= Lado Ambrožič =

Slovenian journalist and editor (born 1948)

Lado Ambrožič (born 1948) is a Slovenian journalist and news editor. In the 1990s, he made a significant contribution to the establishment of the Radiotelevizija Slovenija news broadcasting.

==Early life and education==
Ambrožič was born on 1 March 1948 in Ljubljana to father Ladislav Ambrožič and mother Kristina Ambrožič née Pušl. Until the completion of the high school in 1968, he lived and attended school in Stična, and then studied in Ljubljana at the Faculty of Sociology, Political Sciences and Journalism (FSPN) until 1973 when he graduated. He supplemented his formal education with a master's degree from the Department of History at the Faculty of Arts in Ljubljana (2005) with a thesis entitled Politični profil Edvarda Kocbeka (The Political Profile of Edvard Kocbek). In the same year, he published his master's thesis in a collection of writings about Edvard Kocbek entitled Globoko zgoraj (Deep Above).

==Career==
In 1974, he became employed at Radio Ljubljana where he was a journalist and editor in the political department. Initially, he edited the program Še pomnite, tovariši (Do you still remember, comrades?) and was then active as a reporter and commentator in the fields of ecology, banking, and energy industry. He hosted the main news program Dogodki in odmevi (Events and Echos), the program Studio ob sedemnajstih (Studio at Five), and prepared a series of reports and profiles. In 1984, he became employee of TV Ljubljana (TV Slovenia), where he worked as a reporter and commentator in the fields of energy industry and banking, mostly for TV Dnevnik (TV Daily), and hosted Omizje, Aktualno, V znamenju (predecessor to Odmevi) and Utrip. In 1990, he was appointed editor of the domestic politics editorial office, and in 1991, he became editor-in-chief of TV Slovenia's news program, a position he held until the end of 1999. During this time, he created the most successful news program on TV Slovenia, Odmevi (1997). Between 1991 and 2013, he conducted more than 250 one-hour talk shows entitled Intervju (Interview). He is the author of a documentary series about the ten-day war for Slovenia entitled Slovenija na barikadah (Slovenia on the Barricades; 1991) and a documentary series marking the 70th anniversary of the Liberation Front – Od Večne poti do Tivolija (From Večna Pot to Tivoli; 2011).

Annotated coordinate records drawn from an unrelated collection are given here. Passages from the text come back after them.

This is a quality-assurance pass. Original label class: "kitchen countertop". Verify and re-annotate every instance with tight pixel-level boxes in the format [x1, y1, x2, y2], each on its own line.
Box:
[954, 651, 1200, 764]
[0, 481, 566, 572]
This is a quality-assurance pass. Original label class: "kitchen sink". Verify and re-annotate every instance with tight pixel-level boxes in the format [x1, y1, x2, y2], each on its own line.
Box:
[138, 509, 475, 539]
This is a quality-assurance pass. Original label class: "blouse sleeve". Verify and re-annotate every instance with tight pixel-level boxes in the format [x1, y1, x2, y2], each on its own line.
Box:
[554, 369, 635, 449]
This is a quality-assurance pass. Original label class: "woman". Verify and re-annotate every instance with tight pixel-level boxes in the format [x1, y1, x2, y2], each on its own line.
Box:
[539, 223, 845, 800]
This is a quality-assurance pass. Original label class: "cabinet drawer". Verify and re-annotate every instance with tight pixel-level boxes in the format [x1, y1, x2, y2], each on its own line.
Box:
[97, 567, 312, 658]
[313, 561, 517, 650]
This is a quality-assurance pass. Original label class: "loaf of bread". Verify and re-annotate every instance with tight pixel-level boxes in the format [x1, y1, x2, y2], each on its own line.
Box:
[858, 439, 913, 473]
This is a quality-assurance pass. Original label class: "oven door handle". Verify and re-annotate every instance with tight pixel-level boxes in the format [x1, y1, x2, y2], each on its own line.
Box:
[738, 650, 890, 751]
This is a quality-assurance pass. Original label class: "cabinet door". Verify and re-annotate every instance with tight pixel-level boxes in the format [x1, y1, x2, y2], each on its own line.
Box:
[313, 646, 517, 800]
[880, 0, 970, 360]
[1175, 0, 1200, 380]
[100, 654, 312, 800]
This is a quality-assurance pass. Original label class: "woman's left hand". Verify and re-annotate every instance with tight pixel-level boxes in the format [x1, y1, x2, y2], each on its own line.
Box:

From 2013 to 2017, he was the ombudsman for viewers and listeners of Radiotelevizija Slovenija.

==Awards==
Ambrožič is the recipient of the Tone Tomšič Fund Award for journalistic achievements (1982), the Slovenian Nation Uprising Award for the program Še pomnite, tovariši, the Ščuka Prize for journalistic courage from a "group of Slovenian intellectuals" chaired by Drago Ahačič (1989), the Tone Tomšič Group Award for the Slovenian independence project (1991), Jurčič Award for journalistic achievements and editorial work (1995), Radiotelevision Slovenia Award for lifetime achievement (2010), and the Viktor Award for lifetime achievement (2017).